For the harmonica… early on it was Gary Smith and later on Joe Filisko. Joe’s someone I can always go to for an educated, well though-out opinion. Blues music as a whole, playing with John Garcia was an important element in my upbringing. Most of the knowledge of the blues I picked up on my own, but no doubt every musician I spoke to contributed to my overall knowledge of the music.  


Of all the people you’ve met, who do you admire the most?
Joe Filisko  


What made you fall in love with Blues music and what has Blues offered you?
When hearing the movie Crossroads for the first time, the sound of Blues really grabbed me. It was very soulful. It’s hard for me to quantify what drew me to Blues music, but I followed my goosebumps… it excited me! Blues music, in the end, offered me a career.


What was the first gig you ever went to?
My first show was watching Gary Smith at the JJ’s Blues Festival. It was a killer show and that is when I begged and pleaded to have Gary teach me. My first performance was at JJ’s Blues in San Jose when I was 16. My first recording was when I was 18.

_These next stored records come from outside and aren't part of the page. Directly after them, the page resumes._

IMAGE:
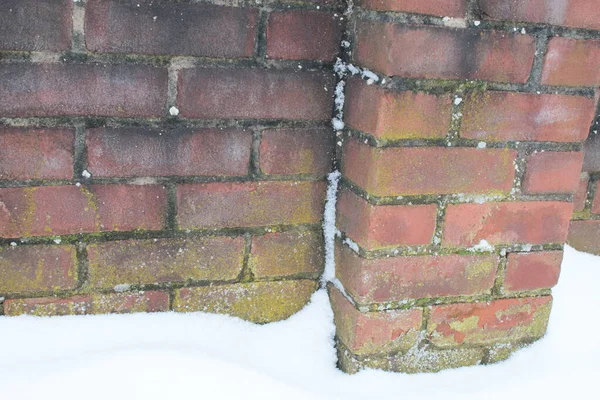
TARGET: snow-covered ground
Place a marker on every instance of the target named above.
(202, 356)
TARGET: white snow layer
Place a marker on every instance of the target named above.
(170, 356)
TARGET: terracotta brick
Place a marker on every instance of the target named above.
(102, 90)
(287, 253)
(163, 27)
(255, 93)
(388, 114)
(536, 222)
(428, 170)
(241, 204)
(505, 320)
(399, 278)
(507, 116)
(445, 53)
(35, 25)
(139, 262)
(296, 151)
(581, 193)
(571, 62)
(439, 8)
(376, 227)
(140, 152)
(119, 303)
(37, 268)
(531, 271)
(574, 13)
(553, 172)
(374, 332)
(62, 210)
(259, 302)
(304, 35)
(36, 153)
(585, 236)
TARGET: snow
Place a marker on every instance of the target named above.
(168, 355)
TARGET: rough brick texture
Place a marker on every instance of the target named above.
(163, 27)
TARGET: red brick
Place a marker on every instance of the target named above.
(571, 62)
(585, 236)
(62, 210)
(36, 153)
(91, 304)
(536, 222)
(304, 35)
(446, 53)
(581, 193)
(375, 227)
(37, 268)
(574, 13)
(287, 253)
(390, 114)
(296, 151)
(101, 90)
(397, 278)
(255, 93)
(163, 27)
(440, 8)
(502, 320)
(35, 25)
(139, 262)
(506, 116)
(374, 332)
(428, 170)
(245, 204)
(137, 152)
(531, 271)
(553, 172)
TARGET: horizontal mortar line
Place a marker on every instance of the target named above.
(107, 236)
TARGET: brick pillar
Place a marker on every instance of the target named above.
(459, 161)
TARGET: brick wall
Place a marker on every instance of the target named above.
(162, 155)
(461, 157)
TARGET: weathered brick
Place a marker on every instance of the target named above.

Do you think the younger generations are interested in the blues?
Sure, though most of my student body is 45-65 in age range.



What advice would you give to aspiring musicians thinking of pursuing a career in the craft?
Love the music and its people. Practice like hell and surround yourself with good teachers, mentors and musicians. Work hard and ask the same from your peers. Help promote your local scene as much as you promote yourself. Give back to the music community. Don’t do it for money—there isn’t any.

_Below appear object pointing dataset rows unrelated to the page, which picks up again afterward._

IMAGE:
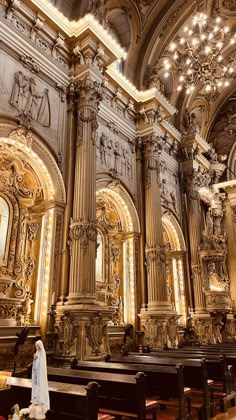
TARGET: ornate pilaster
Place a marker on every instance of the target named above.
(195, 177)
(70, 163)
(141, 210)
(83, 231)
(159, 321)
(82, 329)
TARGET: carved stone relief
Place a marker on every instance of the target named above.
(96, 331)
(83, 231)
(26, 98)
(168, 195)
(114, 154)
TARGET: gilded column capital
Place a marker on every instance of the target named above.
(155, 253)
(83, 230)
(90, 93)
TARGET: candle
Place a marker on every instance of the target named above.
(53, 298)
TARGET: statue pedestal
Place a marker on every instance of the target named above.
(83, 332)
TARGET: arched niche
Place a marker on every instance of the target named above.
(33, 185)
(176, 257)
(119, 229)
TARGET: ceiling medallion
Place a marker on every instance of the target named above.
(197, 55)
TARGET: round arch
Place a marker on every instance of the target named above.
(174, 232)
(123, 201)
(25, 146)
(175, 252)
(120, 279)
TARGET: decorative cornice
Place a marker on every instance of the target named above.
(141, 96)
(76, 28)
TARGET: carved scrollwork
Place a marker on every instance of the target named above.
(155, 254)
(155, 332)
(32, 231)
(26, 98)
(29, 267)
(83, 231)
(96, 330)
(67, 332)
(5, 286)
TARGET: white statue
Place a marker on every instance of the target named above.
(39, 396)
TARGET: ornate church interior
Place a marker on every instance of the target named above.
(117, 176)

How easy is it to learn harp from books?
Harmonica instructors are VERY rare, so books/cds/dvds are the only choice for many students. In the end, all information is good, it’s up the student’s motivation and the time they set asside for quality practice time. With BluesHarmonica.com I’m able to offer videos, printed music, MP3’s and interviews with players.  Students can even watch me teach this material to another student at School of the Blues. If anyone has a chance to become a great Blues harmonica player, it’s from this site.


Where did you get the idea to open “School of the Blues?”
I wanted to have a place to bring together the Bay Area’s most experienced Blues musicians and teachers. This also gave us the opportunity to provide more of a student body for students to play together. Students take private lessons with their instructors. When they’re ready they participate in our jam sessions and then ultimately in our student concerts. When they get good enough, they’re placed in one of the two house bands that back the other students at the jam sessions and student concerts. This gives students something to work towards and also the opportunity to play in a band provides the impetus to take their playing and performance skills to the next level. Many of our house band members (we build new bands every six months) become regular players in our local Blues music scene. 

What’s the difference between someone who’s teaching themselves and someone who has prior music experience or is formally studying music (at a local college for example) at the same time?
If you have prior music experience it’s most definitely helpful when learning the harmonica. If someone is serious about the harmonica and what they want to do with it, going to a local community college to study music is a great idea. A person with formal music training will have more success in their studies as well as more playing opportunities down the road. With this said, it does get down to time. If you have an hour our less to dedicate to practice each day, then skip it. If you have more, then dig in!